Terörist eylemlerle, kimse siyasi bir hedefe ulaşamıyor burada. Ama devletler ve toplumlar terörizme karşı ortak cephede birleştikleri zaman, temel siyasi dürtü de şovenizm noktasına varmış milliyetçilik ve her alanda kökten devletçilik olmaktadır.
Abdullah Öcalan'ın PKK'sıyla 1984'te başlattığı bölücü terör eylemlerinin Güneydoğu halkına maliyeti çok ağır olmamış mıdır? Buna karşı devlet, her çeşit maliyeti, bünyesi içinde karşılayacak insan kaynaklarına da, parasal kaynaklara da sahiptir.
Ayrıca bütün dünya devletleri terörizme karşı eskisinden çok farklı bir global dayanışma içine girmiştir. Yani Londra'da El Kaide'nin veya Kuşadası'nda PKK'nın eylem koymalarının arasında dünya kamuoyu açısından bir fark yoktur. Nitekim Londra'daki eylemler sonrasında başta Kraliçe Elizabeth olmak üzere tüm İngiliz yetkililer nasıl " Terörizm bizim hayat tarzımızı değiştiremez " dedilerse, şimdi aynı şekilde Türkiye'deki terörist eylemlerin, Türkiye'nin hayat tarzını ve ekonomisini etkileyemeyeceğini vurguluyorlar.
Mesela İngiltere'nin Ankara Büyükelçisi Sir Peter Westmacott, BBC'de İngiliz kamuoyuna hitaben yaptığı açıklamada PKK'nın terörist bir örgüt olduğunu vurgularken, " Bu saldırılar sizi Türkiye'ye gitmekten caydırmamalı. Türkiye'ye gitmemezlik etmeyin. Türkiye'deki yabancı tatilciler ve Türkler, tıpkı Londra'daki bombalı saldırılardan sonra olduğu gibi 'hayat devam etmeli' duygusunu taşıyorlar " diye konuştu.
Mesela Almanya'nın yüksek tirajlı pazar gazetesi Bild am Sonntag, Alman turistlerin çok yoğun biçimde ziyaret ettikleri Ege sahillerindeki saldırıyı ' Terör Sahillerimize Ulaştı' başlığıyla verirken " Onlar sadece denize girmek istiyorlardı. Terörle bizi tatil yaptığımız ülkeden uzaklaştıramazlar " yorumunu yaptı.

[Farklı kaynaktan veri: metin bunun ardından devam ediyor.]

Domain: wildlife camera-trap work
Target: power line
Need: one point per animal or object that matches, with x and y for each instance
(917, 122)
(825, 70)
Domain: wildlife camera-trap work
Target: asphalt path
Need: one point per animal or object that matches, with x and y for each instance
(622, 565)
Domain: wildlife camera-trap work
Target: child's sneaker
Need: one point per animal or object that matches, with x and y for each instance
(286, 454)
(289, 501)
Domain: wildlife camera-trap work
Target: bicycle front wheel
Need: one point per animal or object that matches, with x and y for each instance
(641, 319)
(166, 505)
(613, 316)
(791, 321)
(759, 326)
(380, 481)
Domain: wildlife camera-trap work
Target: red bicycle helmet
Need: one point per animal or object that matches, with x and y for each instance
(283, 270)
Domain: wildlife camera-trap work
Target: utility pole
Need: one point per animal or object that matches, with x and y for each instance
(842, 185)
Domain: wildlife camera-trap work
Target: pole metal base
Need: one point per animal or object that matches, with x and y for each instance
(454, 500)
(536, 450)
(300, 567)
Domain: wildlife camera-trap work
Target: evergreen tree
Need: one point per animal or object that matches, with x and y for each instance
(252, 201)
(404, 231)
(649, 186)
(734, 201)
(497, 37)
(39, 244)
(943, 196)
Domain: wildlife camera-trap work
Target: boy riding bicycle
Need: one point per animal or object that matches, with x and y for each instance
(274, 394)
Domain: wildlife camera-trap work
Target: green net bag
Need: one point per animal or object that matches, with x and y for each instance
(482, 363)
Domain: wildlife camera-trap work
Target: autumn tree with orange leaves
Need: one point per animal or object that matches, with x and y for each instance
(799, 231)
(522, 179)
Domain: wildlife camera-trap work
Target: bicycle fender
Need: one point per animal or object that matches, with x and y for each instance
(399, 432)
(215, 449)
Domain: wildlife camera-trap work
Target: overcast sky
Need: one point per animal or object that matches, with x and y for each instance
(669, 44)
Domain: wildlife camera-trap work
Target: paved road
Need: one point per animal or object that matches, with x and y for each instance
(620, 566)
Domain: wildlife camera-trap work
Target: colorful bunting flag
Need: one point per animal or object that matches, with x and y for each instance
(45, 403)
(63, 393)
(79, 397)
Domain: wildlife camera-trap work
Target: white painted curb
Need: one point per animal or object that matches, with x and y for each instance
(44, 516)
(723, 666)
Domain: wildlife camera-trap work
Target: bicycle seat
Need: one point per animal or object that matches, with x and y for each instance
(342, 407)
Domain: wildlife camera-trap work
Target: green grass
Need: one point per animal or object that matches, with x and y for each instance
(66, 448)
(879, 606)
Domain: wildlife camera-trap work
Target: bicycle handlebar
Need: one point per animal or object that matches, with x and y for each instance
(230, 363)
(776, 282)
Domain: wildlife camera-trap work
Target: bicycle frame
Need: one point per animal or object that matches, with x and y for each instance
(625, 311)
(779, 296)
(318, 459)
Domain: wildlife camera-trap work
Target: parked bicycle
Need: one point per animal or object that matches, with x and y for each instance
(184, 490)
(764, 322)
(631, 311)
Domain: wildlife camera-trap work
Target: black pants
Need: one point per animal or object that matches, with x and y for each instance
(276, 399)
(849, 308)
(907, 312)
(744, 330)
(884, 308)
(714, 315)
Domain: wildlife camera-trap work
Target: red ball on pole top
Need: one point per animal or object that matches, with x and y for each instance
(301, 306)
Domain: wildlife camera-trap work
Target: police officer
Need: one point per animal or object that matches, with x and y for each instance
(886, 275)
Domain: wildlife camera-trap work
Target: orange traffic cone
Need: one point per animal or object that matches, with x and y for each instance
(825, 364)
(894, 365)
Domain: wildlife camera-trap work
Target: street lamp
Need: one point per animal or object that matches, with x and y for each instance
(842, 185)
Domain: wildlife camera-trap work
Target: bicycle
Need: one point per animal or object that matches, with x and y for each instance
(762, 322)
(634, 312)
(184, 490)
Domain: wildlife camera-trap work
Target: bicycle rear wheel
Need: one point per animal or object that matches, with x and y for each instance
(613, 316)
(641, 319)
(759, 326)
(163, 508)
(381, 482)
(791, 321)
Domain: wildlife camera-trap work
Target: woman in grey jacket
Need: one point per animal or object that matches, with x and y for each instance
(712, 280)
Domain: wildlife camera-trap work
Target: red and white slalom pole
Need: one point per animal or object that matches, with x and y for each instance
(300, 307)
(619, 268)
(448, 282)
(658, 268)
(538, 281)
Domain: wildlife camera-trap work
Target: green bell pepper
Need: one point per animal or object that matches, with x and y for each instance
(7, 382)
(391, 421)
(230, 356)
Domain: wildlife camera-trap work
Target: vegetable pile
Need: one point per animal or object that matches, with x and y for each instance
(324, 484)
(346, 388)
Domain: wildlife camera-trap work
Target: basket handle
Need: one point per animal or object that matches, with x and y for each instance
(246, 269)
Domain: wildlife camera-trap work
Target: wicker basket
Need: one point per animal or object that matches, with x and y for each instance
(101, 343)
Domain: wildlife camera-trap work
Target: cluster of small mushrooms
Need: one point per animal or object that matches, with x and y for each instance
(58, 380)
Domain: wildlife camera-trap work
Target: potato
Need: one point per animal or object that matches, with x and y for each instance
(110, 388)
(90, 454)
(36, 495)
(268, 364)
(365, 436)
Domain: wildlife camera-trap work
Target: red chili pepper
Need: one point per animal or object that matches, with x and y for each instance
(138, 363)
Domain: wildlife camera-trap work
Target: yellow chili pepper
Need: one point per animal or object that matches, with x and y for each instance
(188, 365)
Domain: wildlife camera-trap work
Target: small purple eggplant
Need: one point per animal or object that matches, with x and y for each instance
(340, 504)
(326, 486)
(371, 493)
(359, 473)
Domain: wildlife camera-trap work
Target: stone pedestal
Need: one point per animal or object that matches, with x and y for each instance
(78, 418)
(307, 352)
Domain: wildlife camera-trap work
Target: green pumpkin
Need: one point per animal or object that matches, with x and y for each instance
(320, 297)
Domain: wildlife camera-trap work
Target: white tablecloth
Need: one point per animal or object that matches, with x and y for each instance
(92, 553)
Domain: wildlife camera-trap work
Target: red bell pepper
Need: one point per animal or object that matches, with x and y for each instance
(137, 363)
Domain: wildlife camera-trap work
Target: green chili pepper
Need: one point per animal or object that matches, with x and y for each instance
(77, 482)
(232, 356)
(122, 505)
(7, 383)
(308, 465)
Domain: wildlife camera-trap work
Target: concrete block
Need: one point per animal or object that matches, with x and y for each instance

Bütün bu durumların sonunda, bugüne kadar Abdullah Öcalan'ın yargılanmasında usul hatası aramayı hukukun gereği olarak gören Batı kurumları, bir anda Öcalan'ı, Bin Ladin veya Zerkavi ile aynı çerçeve içinde mutlaka görecektir.
Başta Öcalan olmak üzere, konuyla uzaktan yakından ilgili herkes, DEHAP'lılar ve hatta PKK'lılar bu kaçınılmaz gidişi değerlendirmelidir. Bu topraklarda çözüm şiddetle değil, demokratik siyasetle bulunuyor.